A Young's double slit has a slit separation of 2.50x10 raised to the -5th power m on which a monochromatic light beam is directed. The resultant bright fringes on a screen 1.00 m from the double slit are separated by 2.30x10 raised to the -2nd power m. What is the wavelength of this beam? (1nm = 10 raised to the -9th power m)
To find the wavelength of the beam, we can use the formula for calculating the fringe separation:
\[ \text{fringe separation (Δy)} = \frac{\lambda \cdot L}{d} \]
where:
- λ is the wavelength of the beam
- L is the distance from the double slit to the screen (1.00 m in this case)
- d is the slit separation (2.50 × 10^-5 m in this case)
Rearranging the formula to solve for λ, we get:
\[ \lambda = \frac{\text{fringe separation (Δy)} \cdot d}{L} \]
Now we can substitute the values into the formula:
\[ \lambda = \frac{2.30 × 10^{-2} \, \text{m} \cdot 2.50 × 10^{-5} \, \text{m}}{1.00 \, \text{m}} \]
Simplifying the expression:
\[ \lambda = 5.75 × 10^{-7} \, \text{m} \]
Therefore, the wavelength of the beam is 5.75 × 10^-7 m.

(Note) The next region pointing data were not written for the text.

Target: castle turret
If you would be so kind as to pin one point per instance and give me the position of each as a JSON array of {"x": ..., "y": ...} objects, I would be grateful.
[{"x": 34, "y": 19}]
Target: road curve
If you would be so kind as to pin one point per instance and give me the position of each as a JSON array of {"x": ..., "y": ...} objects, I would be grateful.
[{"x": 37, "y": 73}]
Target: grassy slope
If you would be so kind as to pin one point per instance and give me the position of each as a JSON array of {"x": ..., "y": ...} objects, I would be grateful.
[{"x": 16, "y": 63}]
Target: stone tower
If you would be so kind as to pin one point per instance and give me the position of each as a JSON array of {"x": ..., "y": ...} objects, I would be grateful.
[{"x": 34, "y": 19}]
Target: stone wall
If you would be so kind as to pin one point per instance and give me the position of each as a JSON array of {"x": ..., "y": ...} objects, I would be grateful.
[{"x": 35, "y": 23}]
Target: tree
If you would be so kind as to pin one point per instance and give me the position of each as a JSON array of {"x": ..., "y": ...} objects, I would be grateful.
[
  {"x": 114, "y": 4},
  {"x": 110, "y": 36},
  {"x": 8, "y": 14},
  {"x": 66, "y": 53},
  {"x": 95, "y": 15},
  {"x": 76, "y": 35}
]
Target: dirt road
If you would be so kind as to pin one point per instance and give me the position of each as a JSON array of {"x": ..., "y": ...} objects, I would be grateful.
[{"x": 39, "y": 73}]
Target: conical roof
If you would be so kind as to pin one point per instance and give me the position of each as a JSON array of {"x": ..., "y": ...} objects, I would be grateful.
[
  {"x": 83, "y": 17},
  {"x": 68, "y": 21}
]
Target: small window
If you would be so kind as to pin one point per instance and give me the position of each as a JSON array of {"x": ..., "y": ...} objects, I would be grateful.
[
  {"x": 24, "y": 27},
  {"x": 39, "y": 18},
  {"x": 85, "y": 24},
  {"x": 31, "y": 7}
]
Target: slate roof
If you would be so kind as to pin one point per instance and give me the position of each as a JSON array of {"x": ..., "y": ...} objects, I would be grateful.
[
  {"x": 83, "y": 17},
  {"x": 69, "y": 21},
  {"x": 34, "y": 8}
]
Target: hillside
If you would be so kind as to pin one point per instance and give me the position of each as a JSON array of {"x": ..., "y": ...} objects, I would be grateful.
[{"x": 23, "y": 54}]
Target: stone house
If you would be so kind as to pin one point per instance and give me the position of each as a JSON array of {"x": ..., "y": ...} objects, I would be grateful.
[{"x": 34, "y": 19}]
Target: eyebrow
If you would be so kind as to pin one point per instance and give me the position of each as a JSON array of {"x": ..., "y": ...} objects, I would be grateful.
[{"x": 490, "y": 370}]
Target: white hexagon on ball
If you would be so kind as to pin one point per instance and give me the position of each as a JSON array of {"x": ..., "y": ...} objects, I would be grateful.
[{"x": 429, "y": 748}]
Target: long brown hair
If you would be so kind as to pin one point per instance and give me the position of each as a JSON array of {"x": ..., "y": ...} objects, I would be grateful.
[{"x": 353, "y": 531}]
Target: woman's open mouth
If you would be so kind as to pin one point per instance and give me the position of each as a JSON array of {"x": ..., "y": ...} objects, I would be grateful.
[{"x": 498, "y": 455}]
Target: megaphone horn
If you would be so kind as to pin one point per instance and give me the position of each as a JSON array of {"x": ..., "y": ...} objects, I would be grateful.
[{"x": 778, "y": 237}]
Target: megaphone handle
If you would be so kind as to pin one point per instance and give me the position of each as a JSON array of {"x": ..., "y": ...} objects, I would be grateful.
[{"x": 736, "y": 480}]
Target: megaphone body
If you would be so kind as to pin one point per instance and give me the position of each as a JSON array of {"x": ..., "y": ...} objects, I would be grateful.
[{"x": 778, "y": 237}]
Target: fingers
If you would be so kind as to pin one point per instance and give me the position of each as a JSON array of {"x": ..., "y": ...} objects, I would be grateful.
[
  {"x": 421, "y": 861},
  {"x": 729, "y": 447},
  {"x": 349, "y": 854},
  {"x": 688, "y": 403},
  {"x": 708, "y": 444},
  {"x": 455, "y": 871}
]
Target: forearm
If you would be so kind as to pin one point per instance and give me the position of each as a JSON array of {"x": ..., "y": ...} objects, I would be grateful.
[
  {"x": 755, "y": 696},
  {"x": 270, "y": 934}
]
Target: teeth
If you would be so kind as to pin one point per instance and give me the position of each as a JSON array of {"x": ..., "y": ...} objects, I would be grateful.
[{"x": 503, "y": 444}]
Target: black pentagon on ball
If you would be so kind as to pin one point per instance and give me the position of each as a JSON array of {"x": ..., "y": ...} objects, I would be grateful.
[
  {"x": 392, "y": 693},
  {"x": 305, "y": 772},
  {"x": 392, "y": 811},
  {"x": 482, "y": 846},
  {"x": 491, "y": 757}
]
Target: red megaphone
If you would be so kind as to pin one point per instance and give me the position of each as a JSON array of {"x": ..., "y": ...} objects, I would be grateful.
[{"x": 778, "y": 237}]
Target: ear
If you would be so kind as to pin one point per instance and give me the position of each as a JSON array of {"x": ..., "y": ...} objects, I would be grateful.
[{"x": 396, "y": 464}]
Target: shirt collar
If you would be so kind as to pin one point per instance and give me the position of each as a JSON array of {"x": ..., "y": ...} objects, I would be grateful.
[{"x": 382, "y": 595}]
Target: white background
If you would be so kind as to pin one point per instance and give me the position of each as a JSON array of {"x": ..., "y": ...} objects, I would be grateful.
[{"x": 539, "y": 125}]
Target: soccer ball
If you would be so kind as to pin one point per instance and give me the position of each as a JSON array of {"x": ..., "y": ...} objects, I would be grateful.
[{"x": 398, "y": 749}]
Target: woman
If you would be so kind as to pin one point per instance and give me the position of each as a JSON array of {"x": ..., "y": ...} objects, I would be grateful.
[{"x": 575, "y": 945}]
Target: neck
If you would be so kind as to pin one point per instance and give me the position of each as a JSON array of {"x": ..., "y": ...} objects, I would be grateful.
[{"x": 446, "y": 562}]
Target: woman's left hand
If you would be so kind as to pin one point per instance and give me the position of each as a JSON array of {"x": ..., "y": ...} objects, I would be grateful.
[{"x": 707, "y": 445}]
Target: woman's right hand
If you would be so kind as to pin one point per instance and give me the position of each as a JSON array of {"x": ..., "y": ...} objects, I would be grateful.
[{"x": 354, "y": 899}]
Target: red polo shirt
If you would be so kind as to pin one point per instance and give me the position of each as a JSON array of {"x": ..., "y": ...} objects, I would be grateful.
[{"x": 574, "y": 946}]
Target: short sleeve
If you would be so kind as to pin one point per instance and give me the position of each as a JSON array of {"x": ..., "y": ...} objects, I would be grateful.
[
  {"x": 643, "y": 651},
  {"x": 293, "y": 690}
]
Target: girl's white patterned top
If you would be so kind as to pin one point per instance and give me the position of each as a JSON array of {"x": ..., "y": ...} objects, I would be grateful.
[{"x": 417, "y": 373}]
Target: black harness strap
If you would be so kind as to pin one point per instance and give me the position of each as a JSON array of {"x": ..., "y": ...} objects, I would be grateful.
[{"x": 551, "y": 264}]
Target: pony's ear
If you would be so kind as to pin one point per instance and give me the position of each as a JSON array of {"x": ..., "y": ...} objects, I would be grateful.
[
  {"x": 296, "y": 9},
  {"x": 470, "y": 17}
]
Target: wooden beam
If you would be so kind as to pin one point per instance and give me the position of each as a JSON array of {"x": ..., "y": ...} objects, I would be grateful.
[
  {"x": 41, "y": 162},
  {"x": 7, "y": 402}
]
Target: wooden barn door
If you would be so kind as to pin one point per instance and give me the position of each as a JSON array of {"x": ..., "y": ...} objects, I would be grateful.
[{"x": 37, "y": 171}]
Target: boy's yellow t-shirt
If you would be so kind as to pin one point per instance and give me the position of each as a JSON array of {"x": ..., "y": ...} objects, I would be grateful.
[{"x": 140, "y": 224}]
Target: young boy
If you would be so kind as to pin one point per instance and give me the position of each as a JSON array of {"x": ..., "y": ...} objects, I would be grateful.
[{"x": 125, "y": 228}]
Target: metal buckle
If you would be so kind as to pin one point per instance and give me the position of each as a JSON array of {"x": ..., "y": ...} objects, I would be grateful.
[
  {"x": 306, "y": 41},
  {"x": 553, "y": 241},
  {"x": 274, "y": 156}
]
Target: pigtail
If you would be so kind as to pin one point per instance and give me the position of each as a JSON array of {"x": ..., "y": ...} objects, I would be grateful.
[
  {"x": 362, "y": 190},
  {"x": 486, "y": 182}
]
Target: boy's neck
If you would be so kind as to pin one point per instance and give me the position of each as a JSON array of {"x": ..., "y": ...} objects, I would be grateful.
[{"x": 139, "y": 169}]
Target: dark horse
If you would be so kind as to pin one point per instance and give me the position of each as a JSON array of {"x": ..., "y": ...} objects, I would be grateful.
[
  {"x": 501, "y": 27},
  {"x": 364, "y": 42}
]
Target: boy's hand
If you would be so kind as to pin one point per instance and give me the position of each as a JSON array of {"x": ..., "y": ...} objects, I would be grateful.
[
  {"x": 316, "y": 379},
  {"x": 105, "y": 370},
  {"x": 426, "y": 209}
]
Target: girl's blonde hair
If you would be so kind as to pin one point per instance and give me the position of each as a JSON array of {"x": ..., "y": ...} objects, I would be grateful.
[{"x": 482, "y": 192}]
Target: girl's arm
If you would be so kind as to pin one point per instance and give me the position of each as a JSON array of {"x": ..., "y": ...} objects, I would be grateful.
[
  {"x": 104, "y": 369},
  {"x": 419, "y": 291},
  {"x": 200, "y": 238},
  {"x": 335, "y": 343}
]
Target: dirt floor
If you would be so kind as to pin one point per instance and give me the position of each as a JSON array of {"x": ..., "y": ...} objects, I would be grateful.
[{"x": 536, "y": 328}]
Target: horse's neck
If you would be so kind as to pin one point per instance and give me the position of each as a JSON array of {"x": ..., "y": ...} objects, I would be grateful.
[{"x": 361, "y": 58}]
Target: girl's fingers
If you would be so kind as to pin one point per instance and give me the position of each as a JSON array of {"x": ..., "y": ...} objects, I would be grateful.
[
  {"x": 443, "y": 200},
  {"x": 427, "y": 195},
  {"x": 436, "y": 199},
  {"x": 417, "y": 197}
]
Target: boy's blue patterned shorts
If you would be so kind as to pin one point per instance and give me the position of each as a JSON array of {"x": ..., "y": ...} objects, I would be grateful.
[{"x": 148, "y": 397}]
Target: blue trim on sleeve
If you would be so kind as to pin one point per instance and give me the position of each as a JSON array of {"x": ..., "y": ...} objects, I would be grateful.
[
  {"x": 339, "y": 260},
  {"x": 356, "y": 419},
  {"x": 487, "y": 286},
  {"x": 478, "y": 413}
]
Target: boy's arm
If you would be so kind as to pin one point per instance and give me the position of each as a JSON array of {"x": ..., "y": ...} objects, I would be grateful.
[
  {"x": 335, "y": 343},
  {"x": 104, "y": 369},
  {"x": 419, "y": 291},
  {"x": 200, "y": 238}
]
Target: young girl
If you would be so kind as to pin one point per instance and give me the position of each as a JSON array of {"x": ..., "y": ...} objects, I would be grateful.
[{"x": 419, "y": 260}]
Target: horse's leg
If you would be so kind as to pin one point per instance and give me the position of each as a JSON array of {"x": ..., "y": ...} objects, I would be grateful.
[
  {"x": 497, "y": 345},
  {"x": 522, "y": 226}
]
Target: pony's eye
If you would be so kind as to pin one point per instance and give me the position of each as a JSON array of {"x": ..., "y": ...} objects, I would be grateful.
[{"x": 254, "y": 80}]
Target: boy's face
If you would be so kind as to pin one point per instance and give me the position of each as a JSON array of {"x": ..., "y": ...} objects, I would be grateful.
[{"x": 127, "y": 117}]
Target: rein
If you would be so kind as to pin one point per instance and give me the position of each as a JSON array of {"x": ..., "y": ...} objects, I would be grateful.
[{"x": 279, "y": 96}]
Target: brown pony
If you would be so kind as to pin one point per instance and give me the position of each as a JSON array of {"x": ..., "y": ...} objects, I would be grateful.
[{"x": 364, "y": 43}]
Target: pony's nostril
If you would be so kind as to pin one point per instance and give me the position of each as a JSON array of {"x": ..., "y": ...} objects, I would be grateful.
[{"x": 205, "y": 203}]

Final Note: To convert this to nanometers (nm), you can use the conversion factor provided: 1 nm = 10^-9 m. Therefore, the wavelength of the beam in nanometers is:
\[ \lambda = (5.75 × 10^{-7} \, \text{m}) \times \frac{1 \, \text{nm}}{10^{-9} \, \text{m}} \]
\[ \lambda = 575 \, \text{nm} \]